I dunno, my own sheep experience is not *much* more than yours , but the two that I got a week and a half ago seem rather stressed by being the only two sheep in the world. In particular I can't seem to persuade them to go out on grass and STAY there; they will eat for a little while, but if I lock them out there, they huddle in a corner all flattened to the ground like they're trying desperately not to be noticed, and breathe very rapidly.

I get the impression they would be much happier with more sheepy companions, and indeed I have read that the minimum number of sheep to exhibit semi-normal flock type behaviors is five or so. (I have a few more sheep coming this weekend but they will probably be adjacent-but-separate, so we will see what happens). 

I truly have no idea how generally true this is, or whether my two dairy sheep will at some point get more used to their relative loneliness, or how well it might substitute to have other animals in the same pen/paddock (although there are some nutritional difficulties when mixing other animals with sheep). I am just tossing this out there.
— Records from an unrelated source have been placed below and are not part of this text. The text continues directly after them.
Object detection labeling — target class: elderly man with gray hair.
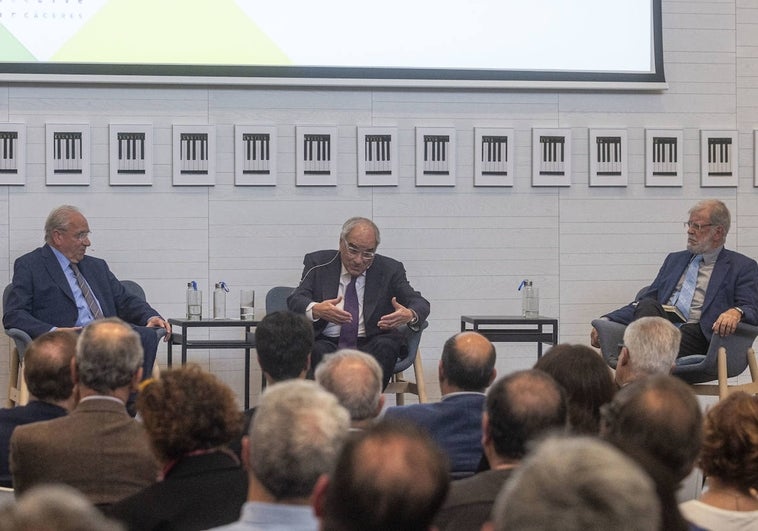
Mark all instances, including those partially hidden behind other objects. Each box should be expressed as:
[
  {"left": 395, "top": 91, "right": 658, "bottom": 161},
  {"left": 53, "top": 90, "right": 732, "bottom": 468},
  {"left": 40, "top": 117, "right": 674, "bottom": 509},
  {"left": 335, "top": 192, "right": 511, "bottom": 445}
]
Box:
[
  {"left": 10, "top": 318, "right": 158, "bottom": 506},
  {"left": 315, "top": 349, "right": 384, "bottom": 430},
  {"left": 614, "top": 316, "right": 681, "bottom": 388},
  {"left": 210, "top": 380, "right": 350, "bottom": 531}
]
Big farming standards generally call for providing something like 10-15 sq ft per sheep when they are raised in confinement (e.g. if you had them in a pen and hayed them all year). Normally though they are outdoor grazing animals; it is generally said that an acre of really good pasture can support 3-4 ewes and their lambs, during the growing season (of course less-good pasture will support fewer)

I would say that, as pets, they seem a lot more like chickens than they do like (say) goats or horses. But they do have very cute sniffy little noses 

JM(very limited)E,

Pat


----------



## jessica117 (Apr 27, 2010)

We were successful with 4 (3 ewes and a wether, we started out with just 2 ewes and they were fine together) and they were perfectly happy on about an acre.  If you get them as lambs (that have been handled since birth) and handle them every day they will grow into friendly petable sheep.  The only time they will want less to do with you is if they think you are trying to catch one of them.  I had a small "containment" area (about 10' x 10' with a door) that I would coax all of them into it with a handfull of whole kernel corn and catch them one by one for shearing, hoof trimming and such.  

Some breeds, just like chickens, are more friendly than others.  This is where a sheep book will come in handy.  We had shetlands and tunis.  The tunis were more friendly but I think it was more the way they were raised.  The tunis we had from lambs up, the shetlands we kind of inherited at 4 years or so and they weren't handled as much before we got them but I still wouldn't consider them unfriendly by and stretch of the imagination.  

Here is a pic of my son when he was 3  to give you an idea of how docile sheep can be.   I never worried about my kids out in the pasture with the sheep.







Hope this helps


----------